How to Get a Mongolian Visa in Beijing

It’s a fairly simple process to get a Mongolian visa in Beijing but it helps to know what you’ll need and where to go.

[UPDATE – 25 October 2016 – a lot of the information here was out of date and it was too hard to keep up with all the changes so I have kept only basic details – sorry]

What you need for a tourist visa:
One passport photo
An address and telephone number of the place where you will be residing in Mongolia (hostel, hotel etc)
Your passport
Money to pay into the bank * (costs have now been removed as I don’t know what’s accurate – sorry)

Please search online for information about the form you need to fill out – some say you can get it at the embassy now, I had to print it off beforehand in 2013.

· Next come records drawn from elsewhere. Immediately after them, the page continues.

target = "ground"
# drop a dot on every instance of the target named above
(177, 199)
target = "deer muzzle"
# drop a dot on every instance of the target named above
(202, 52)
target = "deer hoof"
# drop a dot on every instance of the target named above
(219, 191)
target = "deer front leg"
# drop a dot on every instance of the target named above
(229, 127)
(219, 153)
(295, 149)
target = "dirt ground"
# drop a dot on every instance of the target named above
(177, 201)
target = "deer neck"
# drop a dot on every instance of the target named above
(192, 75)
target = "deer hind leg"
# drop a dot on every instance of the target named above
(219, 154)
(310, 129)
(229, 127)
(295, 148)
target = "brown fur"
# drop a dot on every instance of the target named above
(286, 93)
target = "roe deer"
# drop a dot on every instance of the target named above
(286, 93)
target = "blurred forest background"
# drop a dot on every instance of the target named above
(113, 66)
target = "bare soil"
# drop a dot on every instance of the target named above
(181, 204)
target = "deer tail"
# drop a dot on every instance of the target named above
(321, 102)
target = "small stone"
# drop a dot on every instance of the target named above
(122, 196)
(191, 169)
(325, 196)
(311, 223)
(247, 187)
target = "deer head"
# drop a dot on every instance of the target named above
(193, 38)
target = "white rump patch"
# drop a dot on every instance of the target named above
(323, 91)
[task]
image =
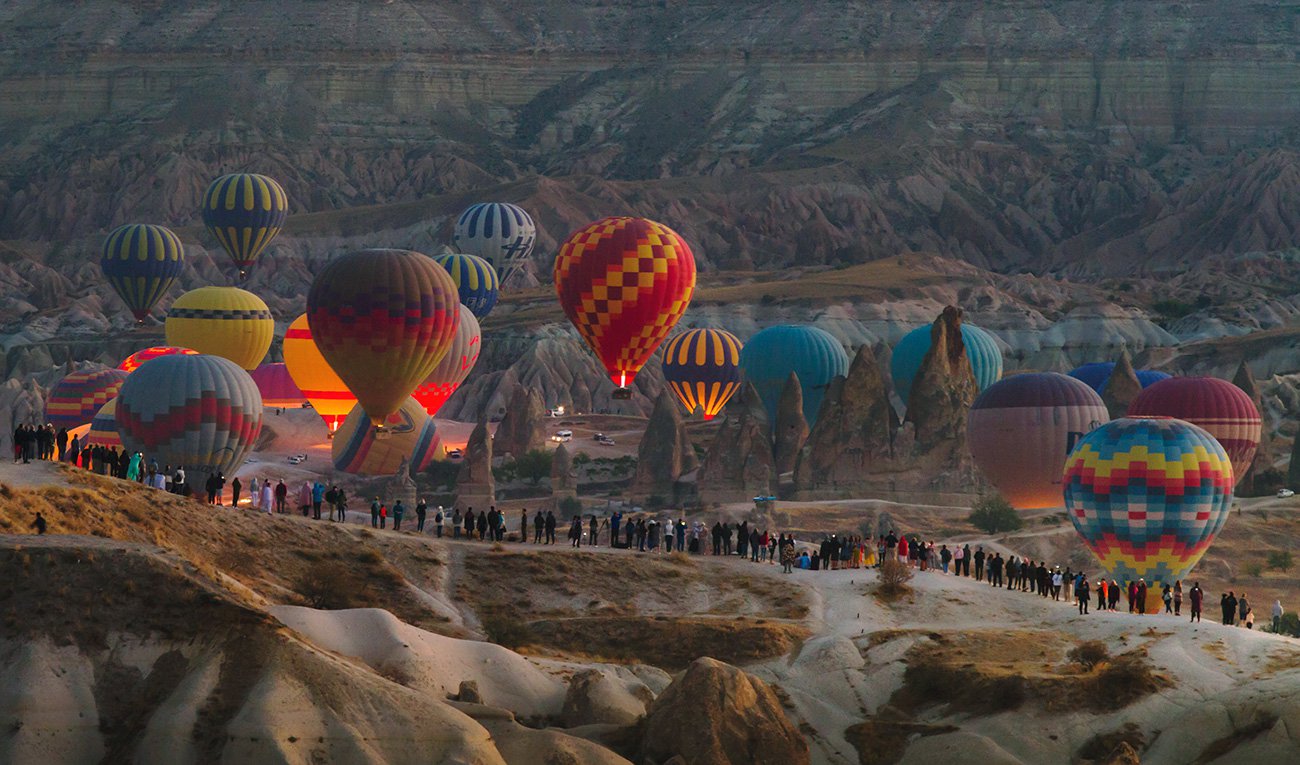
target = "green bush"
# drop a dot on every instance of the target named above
(993, 514)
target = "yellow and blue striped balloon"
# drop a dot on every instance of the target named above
(476, 281)
(142, 262)
(702, 367)
(245, 211)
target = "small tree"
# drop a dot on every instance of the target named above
(534, 465)
(993, 514)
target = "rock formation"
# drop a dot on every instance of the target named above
(475, 483)
(1122, 388)
(719, 714)
(792, 429)
(524, 426)
(664, 453)
(943, 392)
(854, 432)
(739, 461)
(563, 479)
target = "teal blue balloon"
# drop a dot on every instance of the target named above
(813, 354)
(980, 349)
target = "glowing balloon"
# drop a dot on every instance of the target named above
(315, 377)
(1222, 409)
(103, 428)
(454, 367)
(908, 355)
(245, 212)
(1148, 496)
(142, 262)
(202, 413)
(134, 361)
(624, 282)
(1021, 431)
(74, 400)
(813, 354)
(411, 436)
(476, 281)
(498, 232)
(702, 367)
(382, 319)
(222, 322)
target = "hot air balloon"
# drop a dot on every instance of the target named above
(411, 436)
(245, 212)
(222, 322)
(134, 361)
(498, 232)
(382, 319)
(142, 262)
(1022, 429)
(200, 413)
(1097, 374)
(702, 367)
(103, 428)
(1148, 495)
(313, 376)
(277, 387)
(908, 355)
(454, 367)
(1220, 407)
(813, 354)
(74, 400)
(624, 282)
(475, 280)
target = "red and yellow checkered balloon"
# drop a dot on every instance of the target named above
(624, 282)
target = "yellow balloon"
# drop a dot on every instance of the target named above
(222, 322)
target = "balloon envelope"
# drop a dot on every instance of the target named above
(908, 355)
(411, 435)
(475, 279)
(624, 282)
(1097, 374)
(142, 262)
(1148, 496)
(498, 232)
(813, 354)
(243, 212)
(222, 322)
(702, 367)
(382, 319)
(277, 387)
(74, 400)
(454, 367)
(1021, 431)
(202, 413)
(1214, 405)
(134, 361)
(313, 376)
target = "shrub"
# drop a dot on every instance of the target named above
(993, 514)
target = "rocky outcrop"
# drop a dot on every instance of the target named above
(1122, 388)
(475, 483)
(718, 714)
(664, 453)
(524, 426)
(854, 433)
(792, 429)
(739, 461)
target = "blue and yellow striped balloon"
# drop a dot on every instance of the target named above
(1148, 496)
(476, 281)
(142, 262)
(702, 367)
(245, 211)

Address and opening hours of the Mongolian Visa Office in Beijing:
2, Xui Shui Bei Jie, Jian Guo Men Way, Beijing China 100600
Nearest metro: Yonganli Station

How to get to the Mongolian Embassy Visa Office in Beijing:Take the metro to Yonganli Station and walk North up the street that has some restaurants on it (see map). After the restaurants and shops cut left then right, then left, walking past the US embassy. Take the next left, then right after the Irish Embassy.


You will see the Mongolian visa office which is a cabin on the street. It’s not obvious that it’s the Mongolian embassy but it looks like this…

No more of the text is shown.